2024-02

2008・5・22(木)宮崎国際音楽祭
 シャルル・デュトワ指揮宮崎国際音楽祭管弦楽団

   宮崎県立芸術劇場 アイザックスターンホール

 第13回にあたる今年は、5月4日(日)から24日(土)までの開催。メインプログラム5公演(うちデュトワ指揮のオーケストラ・コンサート3、レオン・フライシャーなどの室内楽演奏会2)の他、スペシャル・プログラム5公演(室内楽演奏会、ストリート演奏会など)、教育プログラム等4公演。なかなかの大規模である。

 午後のANA3755便で宮崎に入り、夜7時から聴いた公演は、アーティスティック・ディレクターのデュトワが指揮する宮崎国際音楽祭管弦楽団の二つ目の演奏会で、「激しくも優雅な舞曲」と題されたプログラム。ラヴェルの「道化師の朝の歌」と「ラ・ヴァルス」を最初と最後におき、中にチャイコフスキーの「ピアノ協奏曲第1番」とラフマニノフの「交響的舞曲」を配した長大な、しかし趣旨のはっきりした曲目構成。

 オーケストラはほぼ毎年おなじみの名手を集めたメンバーで、今夜は音楽祭総合プロデューサー徳永二男をコンサートマスターに、トップサイドには漆原啓子が居り、第2ヴァイオリンのトップに漆原朝子と川田知子が並び、その他にも伊藤亮太郎(ヴァイオリン)、扇谷泰朋(同)、三浦章弘(同)、横山奈加子(同)、川崎雅夫(ヴィオラ)、古部賢一(オーボエ)三界秀美(クラリネット)らをはじめとして、錚々たる顔ぶれがメンバー表に名を連ねている。

 こういう特別編成のオーケストラは、うまく行った時には凄い演奏になるし、そうでなければ粗っぽい演奏になるものだ。
 冒頭の「道化師の朝の歌」はその後者のほうだったが、しかしチャイコフスキーの協奏曲の後半からみるみるうちにバランスを回復、ラフマニノフでは常設のプロ・オーケストラでさえこれ以上の演奏は望めまいと思えるほどの域に達していった。
 実際、この「交響的舞曲」の第2楽章のワルツが、これほど暗く頽廃的で、クルト・ヴァイル的な香りを漂わせていた演奏は、これまで聴いたことがないほどである。
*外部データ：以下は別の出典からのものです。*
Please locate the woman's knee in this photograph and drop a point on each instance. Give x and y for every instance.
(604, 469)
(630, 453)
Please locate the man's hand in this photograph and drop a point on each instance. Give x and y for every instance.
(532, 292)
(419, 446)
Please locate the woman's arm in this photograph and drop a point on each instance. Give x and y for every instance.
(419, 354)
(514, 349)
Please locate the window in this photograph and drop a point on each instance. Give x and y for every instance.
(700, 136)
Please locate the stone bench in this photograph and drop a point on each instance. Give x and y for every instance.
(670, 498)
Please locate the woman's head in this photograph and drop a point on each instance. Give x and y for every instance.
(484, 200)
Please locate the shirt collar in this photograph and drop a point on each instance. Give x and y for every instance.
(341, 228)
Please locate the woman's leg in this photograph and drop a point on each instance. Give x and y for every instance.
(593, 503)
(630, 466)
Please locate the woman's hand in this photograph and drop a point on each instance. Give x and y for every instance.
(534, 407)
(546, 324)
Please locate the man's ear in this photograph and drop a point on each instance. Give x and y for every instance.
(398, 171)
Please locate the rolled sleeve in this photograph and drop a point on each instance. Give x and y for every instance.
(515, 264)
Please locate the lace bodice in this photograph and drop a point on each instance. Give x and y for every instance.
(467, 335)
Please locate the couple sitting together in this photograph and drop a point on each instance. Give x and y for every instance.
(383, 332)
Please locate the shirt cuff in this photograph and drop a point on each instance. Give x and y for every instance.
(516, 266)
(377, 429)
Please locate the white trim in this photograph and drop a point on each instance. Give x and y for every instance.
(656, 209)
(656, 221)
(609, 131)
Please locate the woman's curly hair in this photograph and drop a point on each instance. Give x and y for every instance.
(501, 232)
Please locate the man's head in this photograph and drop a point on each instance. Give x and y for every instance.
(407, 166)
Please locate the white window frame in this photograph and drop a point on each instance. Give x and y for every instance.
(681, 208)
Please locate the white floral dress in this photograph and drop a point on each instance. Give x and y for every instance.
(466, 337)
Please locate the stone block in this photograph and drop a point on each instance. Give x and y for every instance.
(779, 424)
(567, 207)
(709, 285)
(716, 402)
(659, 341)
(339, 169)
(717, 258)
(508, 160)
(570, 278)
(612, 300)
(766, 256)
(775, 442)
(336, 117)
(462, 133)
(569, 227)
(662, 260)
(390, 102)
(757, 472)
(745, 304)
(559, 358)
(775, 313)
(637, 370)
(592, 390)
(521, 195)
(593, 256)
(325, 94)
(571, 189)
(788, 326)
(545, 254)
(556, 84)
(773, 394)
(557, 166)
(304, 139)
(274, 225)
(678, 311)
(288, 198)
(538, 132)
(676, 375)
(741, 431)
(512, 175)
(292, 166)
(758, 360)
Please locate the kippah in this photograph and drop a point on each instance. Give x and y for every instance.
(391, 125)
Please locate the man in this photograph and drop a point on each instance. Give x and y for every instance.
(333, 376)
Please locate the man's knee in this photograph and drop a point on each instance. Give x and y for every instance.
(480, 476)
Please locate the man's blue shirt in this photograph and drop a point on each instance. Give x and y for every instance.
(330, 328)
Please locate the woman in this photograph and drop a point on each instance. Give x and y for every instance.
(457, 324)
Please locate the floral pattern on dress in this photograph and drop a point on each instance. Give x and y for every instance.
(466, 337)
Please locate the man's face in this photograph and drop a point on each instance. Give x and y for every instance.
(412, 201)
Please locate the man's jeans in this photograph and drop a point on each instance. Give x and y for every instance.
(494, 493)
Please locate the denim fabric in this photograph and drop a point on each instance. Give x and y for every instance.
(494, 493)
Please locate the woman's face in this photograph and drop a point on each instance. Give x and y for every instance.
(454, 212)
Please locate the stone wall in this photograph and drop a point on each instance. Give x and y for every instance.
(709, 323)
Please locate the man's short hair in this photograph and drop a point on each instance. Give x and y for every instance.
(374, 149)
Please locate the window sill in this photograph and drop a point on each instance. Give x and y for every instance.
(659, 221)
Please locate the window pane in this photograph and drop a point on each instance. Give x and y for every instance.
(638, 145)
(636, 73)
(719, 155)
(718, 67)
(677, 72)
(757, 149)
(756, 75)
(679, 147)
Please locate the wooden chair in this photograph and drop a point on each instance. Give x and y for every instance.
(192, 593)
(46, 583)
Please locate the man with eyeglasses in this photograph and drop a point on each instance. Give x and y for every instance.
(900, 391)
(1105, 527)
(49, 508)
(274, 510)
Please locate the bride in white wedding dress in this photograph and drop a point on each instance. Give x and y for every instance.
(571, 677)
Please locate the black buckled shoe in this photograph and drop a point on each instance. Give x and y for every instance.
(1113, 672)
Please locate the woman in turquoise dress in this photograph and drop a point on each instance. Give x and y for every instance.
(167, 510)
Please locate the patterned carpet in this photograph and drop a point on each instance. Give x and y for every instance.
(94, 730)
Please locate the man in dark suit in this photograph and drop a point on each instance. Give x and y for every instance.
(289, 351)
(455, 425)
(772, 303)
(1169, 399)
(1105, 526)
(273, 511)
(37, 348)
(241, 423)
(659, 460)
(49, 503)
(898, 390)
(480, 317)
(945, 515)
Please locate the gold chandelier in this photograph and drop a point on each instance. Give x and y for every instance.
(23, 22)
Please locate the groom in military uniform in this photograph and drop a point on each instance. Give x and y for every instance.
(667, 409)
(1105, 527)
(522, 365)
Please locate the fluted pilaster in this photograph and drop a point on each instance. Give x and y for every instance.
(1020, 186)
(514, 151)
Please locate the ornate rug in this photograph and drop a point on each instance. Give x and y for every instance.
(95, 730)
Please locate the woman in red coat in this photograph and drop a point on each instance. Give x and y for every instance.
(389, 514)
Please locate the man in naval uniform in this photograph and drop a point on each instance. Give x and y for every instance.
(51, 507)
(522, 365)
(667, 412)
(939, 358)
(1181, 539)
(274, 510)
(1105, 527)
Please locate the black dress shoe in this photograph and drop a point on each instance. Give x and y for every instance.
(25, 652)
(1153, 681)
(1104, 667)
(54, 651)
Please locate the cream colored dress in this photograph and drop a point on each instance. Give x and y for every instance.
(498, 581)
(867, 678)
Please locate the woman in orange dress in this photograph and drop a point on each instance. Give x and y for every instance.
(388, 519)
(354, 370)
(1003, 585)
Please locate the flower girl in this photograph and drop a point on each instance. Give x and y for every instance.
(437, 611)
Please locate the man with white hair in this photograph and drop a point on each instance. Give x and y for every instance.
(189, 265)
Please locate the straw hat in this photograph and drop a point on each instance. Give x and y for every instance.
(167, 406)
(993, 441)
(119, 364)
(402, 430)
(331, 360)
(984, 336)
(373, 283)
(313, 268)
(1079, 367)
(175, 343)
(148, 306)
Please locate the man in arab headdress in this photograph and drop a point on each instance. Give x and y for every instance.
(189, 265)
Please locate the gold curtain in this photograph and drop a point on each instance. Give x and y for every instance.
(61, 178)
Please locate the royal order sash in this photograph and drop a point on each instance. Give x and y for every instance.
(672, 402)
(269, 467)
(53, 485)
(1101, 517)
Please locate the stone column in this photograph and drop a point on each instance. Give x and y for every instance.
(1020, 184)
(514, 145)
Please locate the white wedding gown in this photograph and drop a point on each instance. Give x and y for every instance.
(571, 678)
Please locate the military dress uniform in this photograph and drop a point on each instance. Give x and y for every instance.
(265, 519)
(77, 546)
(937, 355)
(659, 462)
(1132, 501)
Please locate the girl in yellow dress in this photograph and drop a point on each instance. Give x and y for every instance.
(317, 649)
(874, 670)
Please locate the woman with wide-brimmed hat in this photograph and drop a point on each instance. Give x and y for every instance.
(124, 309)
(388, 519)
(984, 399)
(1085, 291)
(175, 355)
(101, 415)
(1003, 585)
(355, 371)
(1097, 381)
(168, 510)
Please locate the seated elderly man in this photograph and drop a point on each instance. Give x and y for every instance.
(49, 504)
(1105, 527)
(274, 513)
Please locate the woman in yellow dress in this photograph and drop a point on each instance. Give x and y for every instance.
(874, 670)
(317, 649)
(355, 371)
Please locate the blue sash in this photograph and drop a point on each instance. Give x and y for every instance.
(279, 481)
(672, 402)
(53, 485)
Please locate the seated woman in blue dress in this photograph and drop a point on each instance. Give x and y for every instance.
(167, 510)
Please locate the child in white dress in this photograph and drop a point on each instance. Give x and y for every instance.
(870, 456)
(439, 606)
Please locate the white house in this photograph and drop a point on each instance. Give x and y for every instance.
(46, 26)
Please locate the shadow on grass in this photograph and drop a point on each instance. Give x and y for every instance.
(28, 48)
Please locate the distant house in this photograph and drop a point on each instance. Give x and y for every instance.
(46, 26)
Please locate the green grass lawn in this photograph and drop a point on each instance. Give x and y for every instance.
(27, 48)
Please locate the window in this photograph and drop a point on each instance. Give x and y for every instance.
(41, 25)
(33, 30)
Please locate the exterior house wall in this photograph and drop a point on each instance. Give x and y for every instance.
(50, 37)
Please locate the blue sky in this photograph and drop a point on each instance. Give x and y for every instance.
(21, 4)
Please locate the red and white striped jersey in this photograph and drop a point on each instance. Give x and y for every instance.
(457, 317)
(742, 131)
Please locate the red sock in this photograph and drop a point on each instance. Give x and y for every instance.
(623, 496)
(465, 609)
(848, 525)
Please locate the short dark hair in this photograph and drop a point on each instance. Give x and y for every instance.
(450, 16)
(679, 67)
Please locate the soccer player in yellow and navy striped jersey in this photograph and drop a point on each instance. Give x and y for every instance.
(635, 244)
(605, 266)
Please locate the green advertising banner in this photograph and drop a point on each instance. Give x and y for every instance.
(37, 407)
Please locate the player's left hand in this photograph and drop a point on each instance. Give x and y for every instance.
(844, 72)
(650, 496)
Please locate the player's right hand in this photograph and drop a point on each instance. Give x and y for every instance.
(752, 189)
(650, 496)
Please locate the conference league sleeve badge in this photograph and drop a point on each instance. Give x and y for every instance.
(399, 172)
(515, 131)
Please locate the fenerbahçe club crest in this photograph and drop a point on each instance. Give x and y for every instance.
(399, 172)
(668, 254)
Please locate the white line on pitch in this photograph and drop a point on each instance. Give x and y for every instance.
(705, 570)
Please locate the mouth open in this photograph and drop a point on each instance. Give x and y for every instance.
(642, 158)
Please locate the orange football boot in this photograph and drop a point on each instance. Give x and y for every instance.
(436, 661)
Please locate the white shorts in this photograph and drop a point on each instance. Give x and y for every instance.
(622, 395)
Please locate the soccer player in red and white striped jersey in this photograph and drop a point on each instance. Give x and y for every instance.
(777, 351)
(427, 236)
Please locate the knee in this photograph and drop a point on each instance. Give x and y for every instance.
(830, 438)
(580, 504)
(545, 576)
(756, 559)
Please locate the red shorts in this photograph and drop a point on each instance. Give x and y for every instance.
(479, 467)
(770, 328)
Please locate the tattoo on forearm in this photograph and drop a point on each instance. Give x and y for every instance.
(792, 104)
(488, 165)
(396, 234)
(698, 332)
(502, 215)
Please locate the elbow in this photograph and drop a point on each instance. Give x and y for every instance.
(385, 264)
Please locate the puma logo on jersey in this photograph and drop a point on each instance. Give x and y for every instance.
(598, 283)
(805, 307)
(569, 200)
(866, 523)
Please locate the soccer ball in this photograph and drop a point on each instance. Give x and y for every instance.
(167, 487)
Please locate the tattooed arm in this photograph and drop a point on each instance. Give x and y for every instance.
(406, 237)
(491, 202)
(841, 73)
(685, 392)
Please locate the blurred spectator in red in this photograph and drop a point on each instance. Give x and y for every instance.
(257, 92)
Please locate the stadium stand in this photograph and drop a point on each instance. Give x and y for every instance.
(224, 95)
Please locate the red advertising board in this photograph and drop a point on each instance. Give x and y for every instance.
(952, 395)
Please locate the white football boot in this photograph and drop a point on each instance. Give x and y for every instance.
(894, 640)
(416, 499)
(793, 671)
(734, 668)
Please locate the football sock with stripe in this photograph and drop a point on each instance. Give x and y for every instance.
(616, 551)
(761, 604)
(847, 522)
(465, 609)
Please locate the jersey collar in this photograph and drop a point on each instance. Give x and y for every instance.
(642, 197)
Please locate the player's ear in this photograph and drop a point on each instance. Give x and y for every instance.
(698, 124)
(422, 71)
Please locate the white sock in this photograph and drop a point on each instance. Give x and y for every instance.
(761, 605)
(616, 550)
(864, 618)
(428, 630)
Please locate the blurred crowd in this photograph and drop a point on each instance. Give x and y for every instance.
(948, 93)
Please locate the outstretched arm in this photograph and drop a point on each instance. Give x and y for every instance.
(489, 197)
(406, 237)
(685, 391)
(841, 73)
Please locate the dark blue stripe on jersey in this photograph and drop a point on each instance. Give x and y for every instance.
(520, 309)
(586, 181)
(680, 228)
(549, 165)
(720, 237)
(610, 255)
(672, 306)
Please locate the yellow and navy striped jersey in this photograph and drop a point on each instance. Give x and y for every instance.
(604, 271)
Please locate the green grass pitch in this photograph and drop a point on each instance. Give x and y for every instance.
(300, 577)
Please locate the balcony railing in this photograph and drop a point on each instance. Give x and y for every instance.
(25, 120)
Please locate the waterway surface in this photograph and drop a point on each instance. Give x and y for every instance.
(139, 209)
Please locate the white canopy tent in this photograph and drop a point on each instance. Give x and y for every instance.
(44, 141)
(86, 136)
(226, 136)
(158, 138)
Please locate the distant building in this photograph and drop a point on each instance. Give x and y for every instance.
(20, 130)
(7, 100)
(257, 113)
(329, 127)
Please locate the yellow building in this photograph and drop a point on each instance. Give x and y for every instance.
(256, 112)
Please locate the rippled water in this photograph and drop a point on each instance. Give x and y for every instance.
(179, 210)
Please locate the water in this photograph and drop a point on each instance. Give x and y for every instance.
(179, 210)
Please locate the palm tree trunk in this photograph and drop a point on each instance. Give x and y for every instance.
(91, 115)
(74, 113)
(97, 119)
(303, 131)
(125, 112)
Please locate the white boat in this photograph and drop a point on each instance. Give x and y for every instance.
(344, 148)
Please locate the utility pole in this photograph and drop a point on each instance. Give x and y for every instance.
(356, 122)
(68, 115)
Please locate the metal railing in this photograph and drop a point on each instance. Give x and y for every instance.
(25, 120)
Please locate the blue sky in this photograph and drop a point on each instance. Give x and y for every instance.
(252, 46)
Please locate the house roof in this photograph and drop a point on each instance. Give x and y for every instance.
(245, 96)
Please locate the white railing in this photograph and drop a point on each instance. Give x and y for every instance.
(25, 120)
そしてまた、曲の細部も実に明解に描き出された結果、ラフマニノフがいかに第2次大戦前の欧米の音楽の趨勢に敏感であったかを改めて認識させてくれるというタイプの演奏にもなっていたのであった。

 最後の「ラ・ヴァルス」は、オケのリズムがまた少し重くなった。まるで、大きな重い女性を一所懸命振り回しながら踊る、といった感じ。しかし、豪華な雰囲気はあった。このオーケストラはどうやら、洒落たエスプリの方は苦手らしい。
 ただ、コンマスが大先生でなく、若い人になれば、また違った雰囲気も出るだろう。以前、小曽根真がアンコールでジャズの即興を弾き、途中からモーツァルトの協奏曲(その前の本プロでやったもの)に変わって行った時、オケのメンバーがアドリブで入って行ったこともあるのだから。

 なお協奏曲でソロを弾いたロシア出身の若手キリル・ゲルシテインは、なかなか達者な、活気あふれる演奏を聴かせる人だ。協奏曲では猛烈にバリバリ弾きまくったのには少々たじろがされたが、アンコールで弾いたガーシュウィンの「エンブレイサブル・ユー」では詩的なニュアンスを感じさせていた。結構幅の広いピアニストのようである。

 最終日(24日)のプログラムに入っている「惑星」(合唱:東京オペラシンガーズ)では、橋本邦彦のナレーションに、NASA提供の宇宙の映像が使われる由。いろいろ趣向が凝らされている。
 思えば、デュトワが音楽監督をつとめていた頃のN響のプログラムにも、あれこれ変った面白い試みがたくさんあった。やはり、この指揮者は、面白い人だ。